Le moment où tout se joue : la vague de mandats
Le paradoxe commercial de la reprise : les mandats arrivent par vagues – un concurrent qui ferme, une réputation qui grandit, une saison d’AG favorable – et chaque vague ajoute des reprises À CÔTÉ du courant, sur la même équipe comptable. C’est le moment exact où les cabinets craquent : le courant prend du retard pendant que les reprises se bâclent, et les nouveaux mandats découvrent dès le premier trimestre les défauts qu’ils venaient de fuir. C’est précisément le cas d’usage de l’externalisation : une équipe dédiée absorbe la création et l’intégration comptable des nouveaux immeubles – état des lieux, soldes d’ouverture, paramétrage – pendant que votre équipe interne tient le courant. Votre croissance cesse d’être plafonnée par votre capacité de reprise.

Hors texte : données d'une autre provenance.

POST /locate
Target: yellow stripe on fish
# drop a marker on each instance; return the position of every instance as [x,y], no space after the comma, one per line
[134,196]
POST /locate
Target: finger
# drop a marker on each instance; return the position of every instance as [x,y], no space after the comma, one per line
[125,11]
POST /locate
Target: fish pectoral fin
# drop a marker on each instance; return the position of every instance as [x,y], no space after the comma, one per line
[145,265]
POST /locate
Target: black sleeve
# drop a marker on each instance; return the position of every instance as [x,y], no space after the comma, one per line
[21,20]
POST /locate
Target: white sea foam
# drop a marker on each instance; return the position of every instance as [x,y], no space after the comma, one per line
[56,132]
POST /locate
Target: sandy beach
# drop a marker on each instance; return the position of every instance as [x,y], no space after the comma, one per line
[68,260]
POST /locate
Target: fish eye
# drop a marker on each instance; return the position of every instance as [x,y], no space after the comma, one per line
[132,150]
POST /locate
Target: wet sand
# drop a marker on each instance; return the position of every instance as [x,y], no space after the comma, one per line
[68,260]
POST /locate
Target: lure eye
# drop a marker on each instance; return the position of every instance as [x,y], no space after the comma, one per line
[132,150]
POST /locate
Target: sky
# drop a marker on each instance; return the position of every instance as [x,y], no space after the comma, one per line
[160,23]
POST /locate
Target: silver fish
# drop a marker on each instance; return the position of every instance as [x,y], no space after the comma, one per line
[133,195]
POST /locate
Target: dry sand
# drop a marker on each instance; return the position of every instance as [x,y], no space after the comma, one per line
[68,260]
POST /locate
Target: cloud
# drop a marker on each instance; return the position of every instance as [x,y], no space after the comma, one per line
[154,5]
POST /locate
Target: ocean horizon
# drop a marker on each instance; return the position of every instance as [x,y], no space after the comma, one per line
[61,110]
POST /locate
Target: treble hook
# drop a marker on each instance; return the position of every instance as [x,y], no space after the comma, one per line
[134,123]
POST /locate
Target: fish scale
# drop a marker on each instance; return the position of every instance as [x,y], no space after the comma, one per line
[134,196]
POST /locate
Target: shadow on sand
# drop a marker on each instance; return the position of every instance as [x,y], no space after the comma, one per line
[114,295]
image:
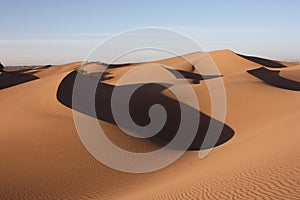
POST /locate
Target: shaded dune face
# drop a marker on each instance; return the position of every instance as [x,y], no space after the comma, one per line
[263,61]
[9,79]
[273,78]
[141,101]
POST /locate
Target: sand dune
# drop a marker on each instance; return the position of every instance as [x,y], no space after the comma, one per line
[42,156]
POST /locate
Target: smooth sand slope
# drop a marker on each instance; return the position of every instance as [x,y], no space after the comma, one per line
[42,156]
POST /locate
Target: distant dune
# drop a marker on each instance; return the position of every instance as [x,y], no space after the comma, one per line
[256,157]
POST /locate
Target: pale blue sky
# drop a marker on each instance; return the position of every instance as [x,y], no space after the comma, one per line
[52,32]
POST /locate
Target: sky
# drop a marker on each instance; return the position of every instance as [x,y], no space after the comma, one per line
[57,32]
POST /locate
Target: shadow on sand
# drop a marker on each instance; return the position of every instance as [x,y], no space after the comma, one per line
[9,79]
[140,102]
[263,61]
[273,78]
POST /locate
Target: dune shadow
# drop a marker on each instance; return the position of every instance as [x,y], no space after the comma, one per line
[273,78]
[141,101]
[190,75]
[9,79]
[263,61]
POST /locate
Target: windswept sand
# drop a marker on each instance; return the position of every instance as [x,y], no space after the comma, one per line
[42,156]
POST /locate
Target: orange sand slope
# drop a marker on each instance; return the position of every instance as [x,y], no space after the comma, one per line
[42,156]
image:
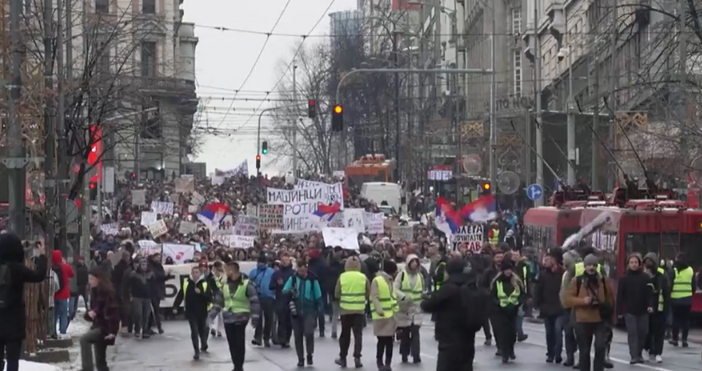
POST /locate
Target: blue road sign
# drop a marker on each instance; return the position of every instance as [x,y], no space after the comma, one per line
[534,192]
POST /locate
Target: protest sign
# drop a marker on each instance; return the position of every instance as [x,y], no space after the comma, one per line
[403,233]
[158,229]
[246,226]
[355,219]
[270,217]
[347,238]
[138,197]
[471,234]
[375,223]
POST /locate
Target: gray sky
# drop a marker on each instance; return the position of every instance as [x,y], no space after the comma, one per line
[224,59]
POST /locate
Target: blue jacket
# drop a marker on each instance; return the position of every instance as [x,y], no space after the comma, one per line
[309,294]
[262,278]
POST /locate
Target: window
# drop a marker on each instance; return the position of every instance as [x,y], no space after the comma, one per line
[102,6]
[148,6]
[517,73]
[516,21]
[148,59]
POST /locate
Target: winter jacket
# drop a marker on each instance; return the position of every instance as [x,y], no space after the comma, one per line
[13,318]
[67,273]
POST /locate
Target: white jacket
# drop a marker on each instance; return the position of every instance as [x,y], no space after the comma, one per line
[410,312]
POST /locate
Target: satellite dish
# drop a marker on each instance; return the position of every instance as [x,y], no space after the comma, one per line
[472,164]
[508,182]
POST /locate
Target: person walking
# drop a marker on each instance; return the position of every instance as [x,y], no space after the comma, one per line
[13,276]
[104,315]
[238,302]
[409,288]
[383,308]
[352,290]
[305,305]
[197,295]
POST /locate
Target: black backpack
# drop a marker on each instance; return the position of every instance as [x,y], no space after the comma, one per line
[474,299]
[5,286]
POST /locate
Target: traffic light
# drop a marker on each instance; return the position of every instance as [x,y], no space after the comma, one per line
[311,109]
[486,188]
[337,118]
[93,191]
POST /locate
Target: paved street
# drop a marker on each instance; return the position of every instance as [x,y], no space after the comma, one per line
[172,352]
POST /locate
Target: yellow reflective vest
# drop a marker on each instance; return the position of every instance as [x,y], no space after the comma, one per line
[682,284]
[504,299]
[386,299]
[414,292]
[353,291]
[239,301]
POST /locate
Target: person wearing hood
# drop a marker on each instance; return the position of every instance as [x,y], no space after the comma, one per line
[261,275]
[63,295]
[305,305]
[197,295]
[634,294]
[681,299]
[409,287]
[508,294]
[455,336]
[383,308]
[139,286]
[282,310]
[352,290]
[13,276]
[660,288]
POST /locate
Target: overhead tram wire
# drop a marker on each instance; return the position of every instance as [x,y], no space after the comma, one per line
[287,69]
[258,57]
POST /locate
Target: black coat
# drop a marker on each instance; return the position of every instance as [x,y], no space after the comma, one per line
[13,318]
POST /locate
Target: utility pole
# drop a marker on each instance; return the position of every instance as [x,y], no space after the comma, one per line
[537,97]
[570,107]
[493,98]
[49,129]
[294,126]
[17,159]
[63,160]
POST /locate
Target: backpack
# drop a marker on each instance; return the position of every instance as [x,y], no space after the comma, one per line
[5,286]
[59,274]
[474,300]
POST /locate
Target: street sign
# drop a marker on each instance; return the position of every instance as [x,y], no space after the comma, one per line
[534,192]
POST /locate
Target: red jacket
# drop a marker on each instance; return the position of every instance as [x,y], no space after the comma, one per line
[67,272]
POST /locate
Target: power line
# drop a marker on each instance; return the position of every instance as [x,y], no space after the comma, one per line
[260,53]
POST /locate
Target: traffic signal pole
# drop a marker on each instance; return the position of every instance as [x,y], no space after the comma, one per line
[459,71]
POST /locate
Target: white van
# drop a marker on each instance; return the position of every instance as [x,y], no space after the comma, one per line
[382,192]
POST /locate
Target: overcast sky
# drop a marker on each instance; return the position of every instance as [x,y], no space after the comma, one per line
[224,59]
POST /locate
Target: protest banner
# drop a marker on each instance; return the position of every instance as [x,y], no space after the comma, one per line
[403,233]
[375,223]
[246,226]
[270,217]
[471,234]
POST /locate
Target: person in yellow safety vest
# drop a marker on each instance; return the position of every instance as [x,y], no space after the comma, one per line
[215,280]
[196,294]
[383,308]
[409,287]
[681,298]
[238,302]
[507,291]
[660,288]
[352,291]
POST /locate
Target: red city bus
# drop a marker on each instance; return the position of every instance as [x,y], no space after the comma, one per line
[662,227]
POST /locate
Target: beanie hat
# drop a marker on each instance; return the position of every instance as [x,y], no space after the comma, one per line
[389,267]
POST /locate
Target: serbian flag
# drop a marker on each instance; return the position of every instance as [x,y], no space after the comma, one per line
[447,219]
[327,212]
[481,210]
[211,215]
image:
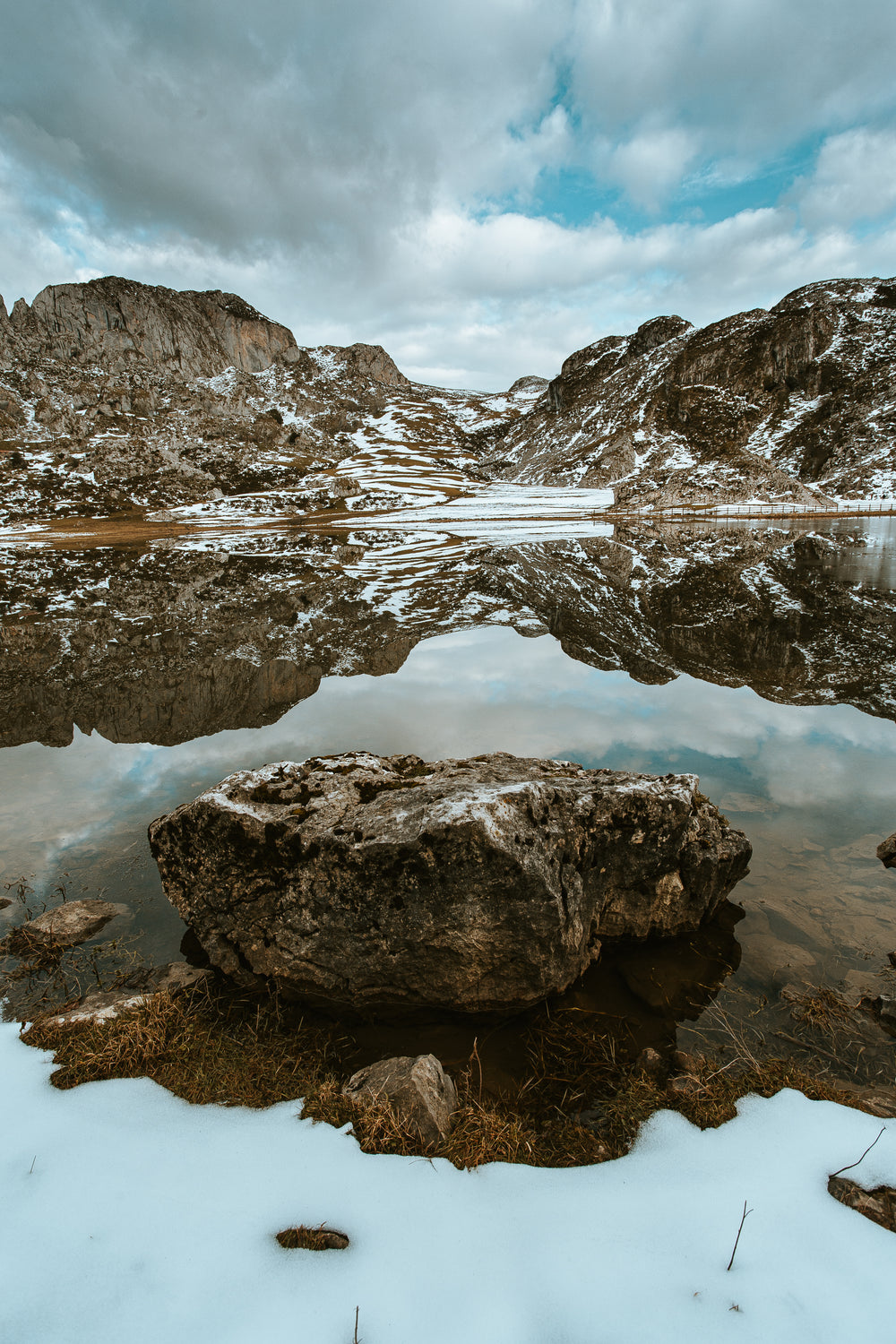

Comment ces missions se chiffrent
Fidèles à notre logique de transparence tarifaire, les reprises comptables ne relèvent pas du devis à géométrie variable : elles sont tarifées au forfait, selon deux paramètres objectifs – le nombre de lots de la copropriété et le nombre d’exercices à reprendre. Deux chiffres que vous connaissez avant même de nous contacter, un tarif communiqué immédiatement : pas de rendez-vous commercial pour obtenir un prix. L’état des lieux de la transmission reste la première étape technique de toute reprise – il conditionne la qualité du travail et révèle les anomalies héritées – mais il ne conditionne pas le prix. Le cadre complet est sur notre page tarifs et notre périmètre d’intervention – et pour les cabinets qui envisagent d’aller au-delà des reprises, le guide complet de l’externalisation pose toutes les questions à se poser.
La question à poser avant d’accepter le prochain mandat
“Qui fera l’état des lieux de la transmission, et quand ?” Si la réponse est “le comptable qui gère déjà 900 lots, entre deux arrêtés”, vous connaissez déjà la suite. La reprise est le premier contact du nouveau mandat avec la qualité de votre cabinet – c’est le pire endroit pour économiser.